Beecher whirled to face Curt. He glanced down at Maxwell, and then his right hand dived into his jacket. “What the fuck’s going on, Reedan?” He jerked his gun from his jacket.
Surling emerged from behind the door and slammed the catsup bottle against the back of Beecher’s head.
Beecher staggered toward Curt, eyes glazed. Arm shaking, he struggled to raise the gun and point it at Curt. Slowly, he collapsed to his knees. “You sons of bitches.” He toppled forward onto his hands, shaking his head and moaning.
Surling hurled the catsup bottle after the falling Beecher and stepped around him. Simultaneously, Surling and Curt tried to jam through the door. Curt stepped back.
Surling pointed to the floor, panic covering his face. “Watch out!”
Before Curt could react, he felt both of Maxwell’s arms wrapped around his left leg, squeezing like a steel trap. Curt kicked at Maxwell with his right foot, but the trap tightened. He swung the wine bottle at Maxwell’s head; it bounced off of his shoulder.
Surling stood rooted in the doorway, searching the floor for his catsup bottle.
Maxwell grabbed Curt’s left arm, still holding the leg.
Curt strained to keep his body from being sucked to the floor like a roast into a meat grinder. He jerked back again and again, trying to break Maxwell’s grip. It wouldn’t give. Everything’s over before it starts, he thought, just like the last time.
Surling stood and watched.
Beecher, still on all fours, shook his head and moaned.
“Get out of here, Bob.” Curt yelled. He swung the wine bottle at Maxwell’s head and missed. The bottle slid through his sweaty hand and shattered on the floor, glass swishing and clinking around the room. Maxwell held on, pulling and twisting Curt’s bad leg. Pain shot up into his thigh.

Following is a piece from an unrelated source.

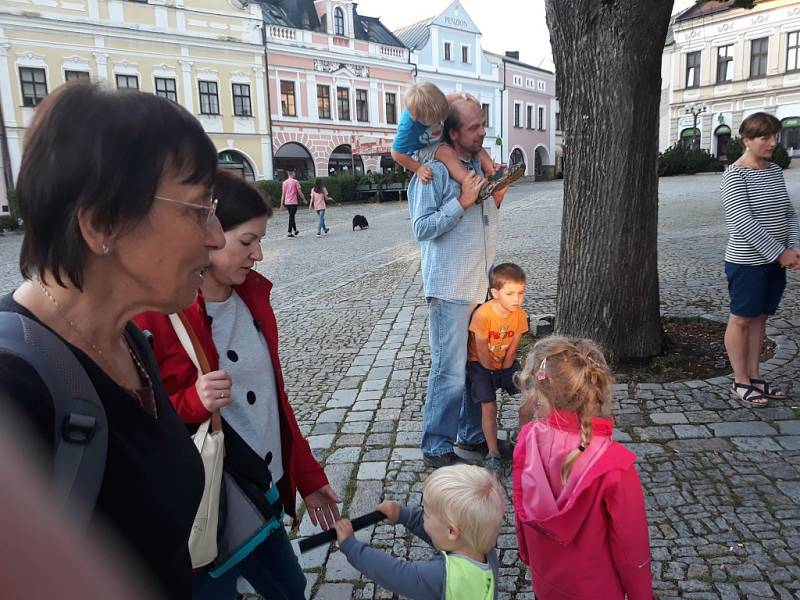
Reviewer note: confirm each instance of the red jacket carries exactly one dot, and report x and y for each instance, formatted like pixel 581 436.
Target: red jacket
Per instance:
pixel 587 539
pixel 301 470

Surling remained frozen in the doorway, searching the floor for his bottle, occasionally staring at Beecher, now on his knees.
With his right hand, Curt pried at Maxwell’s hands; he kicked and connected with Maxwell’s leg. Maxwell grunted, but held on, working to pull himself up while trying to pull Curt down.
“Get out of here, Bob! Run!”
Surling hesitated, saw Beecher struggling to stand, and turned and disappeared out the door.
Beecher heaved himself to his feet, his gun in one hand, his other hand pressed to the back of his head. “Hold that bastard,” he yelled. He shoved Curt backward. “I’ll get that other son of a bitch.”